Playing Devil's Advocate: if these simulations are truly modeled after humans, why are you so sure that they won't buy into many of the same religious ideas and reaffirm what many humans naturally think and do? Would a simulation like this even be aware that it was not just another person?
It seems like the answer to this question MUST be that the simulation cannot tell the difference between itself and a normal human. Otherwise, your argument is moot, because the religious folk will simply be able to point at this thing and say "clearly this thing is different from us -- it even knows that it's different, so obviously this is not the way our 'souls' work."
I think what Allocator2008 is getting at is that creating artificial life would show that there is nothing mystical or non-physical about consciousness. This would partly poke a hole in the argument for existence of God that the creation of life and/or consciousness has never been witnessed.
To have the artificial brain not be aware it is not a regular person, or to have the brain buy into religious ideas, would actually make the point (that the artificial brain is just like a human's, and thus consciousness is not mystical or non-physical) stronger.
I think what Allocator2008 is getting at is that creating artificial life would show that there is nothing mystical or non-physical about consciousness. This would partly poke a hole in the argument for existence of God that the creation of life and/or consciousness has never been witnessed.
Fear not. Even if the thing achieves consciousness, writes poetry, falls in love, critiques literature, etc., people will still claim that it's just faking it. "Neat trick, but it still doesn't have a soul, so it can't be conscious!"
If I had to guess, I'd say that it would take a fresh generation, growing up with this sort of thing all around it, to accept (en masse) that the computers had whatever that special "something" is that we have.
Personally, the chaos I'm really looking forward to is the legal mess that would arise - what happens when a computer, aided and guided by nobody in particular, does something illegal? Creates a piece of art and wants copyright protection? Who do you sue when a computer sets up its own Pirate Bay? Do you let it get its own bank account? What about when it figures out how to beat the stock market by hacking e-mail accounts of executives and returning trades based on insider information to clueless traders that just follow its black-box suggestions - is that insider trading if the system wasn't explicitly told to do that and no human ever sees the information?

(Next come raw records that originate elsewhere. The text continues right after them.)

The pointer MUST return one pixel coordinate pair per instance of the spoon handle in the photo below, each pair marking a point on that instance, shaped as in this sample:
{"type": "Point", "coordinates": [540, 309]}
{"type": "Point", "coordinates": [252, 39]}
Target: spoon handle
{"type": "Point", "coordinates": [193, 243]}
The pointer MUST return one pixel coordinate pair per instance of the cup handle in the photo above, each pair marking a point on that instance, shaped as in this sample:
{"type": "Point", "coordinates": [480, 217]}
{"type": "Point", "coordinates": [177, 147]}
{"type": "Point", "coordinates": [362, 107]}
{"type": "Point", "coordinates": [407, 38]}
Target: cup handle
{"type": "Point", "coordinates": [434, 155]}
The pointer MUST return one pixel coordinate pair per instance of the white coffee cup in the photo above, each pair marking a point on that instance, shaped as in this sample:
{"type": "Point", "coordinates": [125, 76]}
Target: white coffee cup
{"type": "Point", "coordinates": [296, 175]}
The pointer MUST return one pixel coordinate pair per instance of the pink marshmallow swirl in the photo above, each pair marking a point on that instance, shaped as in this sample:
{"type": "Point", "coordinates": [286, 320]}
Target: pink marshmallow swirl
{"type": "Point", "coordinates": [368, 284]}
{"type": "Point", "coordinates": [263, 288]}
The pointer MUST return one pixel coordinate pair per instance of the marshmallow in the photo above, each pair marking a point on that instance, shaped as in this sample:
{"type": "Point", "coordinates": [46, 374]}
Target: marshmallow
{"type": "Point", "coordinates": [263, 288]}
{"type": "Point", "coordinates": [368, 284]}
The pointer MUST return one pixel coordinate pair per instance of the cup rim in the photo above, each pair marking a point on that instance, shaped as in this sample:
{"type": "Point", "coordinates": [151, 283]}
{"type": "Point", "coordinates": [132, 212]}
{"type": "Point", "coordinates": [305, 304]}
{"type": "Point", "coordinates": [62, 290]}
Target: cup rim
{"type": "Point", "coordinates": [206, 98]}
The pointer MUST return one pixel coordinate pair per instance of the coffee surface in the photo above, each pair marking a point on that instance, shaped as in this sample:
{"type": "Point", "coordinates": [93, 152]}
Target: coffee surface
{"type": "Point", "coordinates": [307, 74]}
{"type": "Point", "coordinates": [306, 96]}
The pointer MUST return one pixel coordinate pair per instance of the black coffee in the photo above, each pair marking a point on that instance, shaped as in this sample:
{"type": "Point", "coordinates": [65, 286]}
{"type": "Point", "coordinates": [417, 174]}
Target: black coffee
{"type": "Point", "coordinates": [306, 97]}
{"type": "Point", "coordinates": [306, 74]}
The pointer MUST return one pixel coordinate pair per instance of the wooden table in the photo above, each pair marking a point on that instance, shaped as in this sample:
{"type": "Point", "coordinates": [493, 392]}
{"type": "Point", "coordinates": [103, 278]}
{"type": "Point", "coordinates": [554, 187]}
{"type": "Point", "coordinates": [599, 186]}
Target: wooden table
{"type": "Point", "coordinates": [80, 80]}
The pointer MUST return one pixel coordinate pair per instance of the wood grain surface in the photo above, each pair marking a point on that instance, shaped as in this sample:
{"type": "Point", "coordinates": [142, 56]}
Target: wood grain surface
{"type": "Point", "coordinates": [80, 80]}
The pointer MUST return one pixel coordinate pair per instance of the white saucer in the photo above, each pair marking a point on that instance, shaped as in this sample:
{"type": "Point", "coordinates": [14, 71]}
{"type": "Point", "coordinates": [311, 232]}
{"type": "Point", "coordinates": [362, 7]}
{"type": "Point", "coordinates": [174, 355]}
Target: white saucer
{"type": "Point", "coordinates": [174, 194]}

And so on...our legal system is neither equipped for this stuff, nor agile enough to adapt to it in a timely fashion, and these issues will remain unresolved far past the point of no return.
> Fear not. Even if the thing achieves consciousness, writes poetry, falls in love, critiques literature, etc., people will still claim that it's just faking it. "Neat trick, but it still doesn't have a soul, so it can't be conscious!"
Good point. Academics seem to have accepted that consciousness isn't magic for a while now, so building an artificial brain might not be so convincing for the rest of the world.
> Personally, the chaos I'm really looking forward to is the legal mess that would arise...
Yeah. I wouldn't even know where to start with figuring out some of those questions. I'm sure someone has written about this already, so if anyone knows who and where this has been written about I'd be interested in reading about it.
It seems like the answer to this question MUST be that the simulation cannot tell the difference between itself and a normal human. Otherwise, your argument is moot, because the religious folk will simply be able to point at this thing and say "clearly this thing is different from us -- it even knows that it's different, so obviously this is not the way our 'souls' work."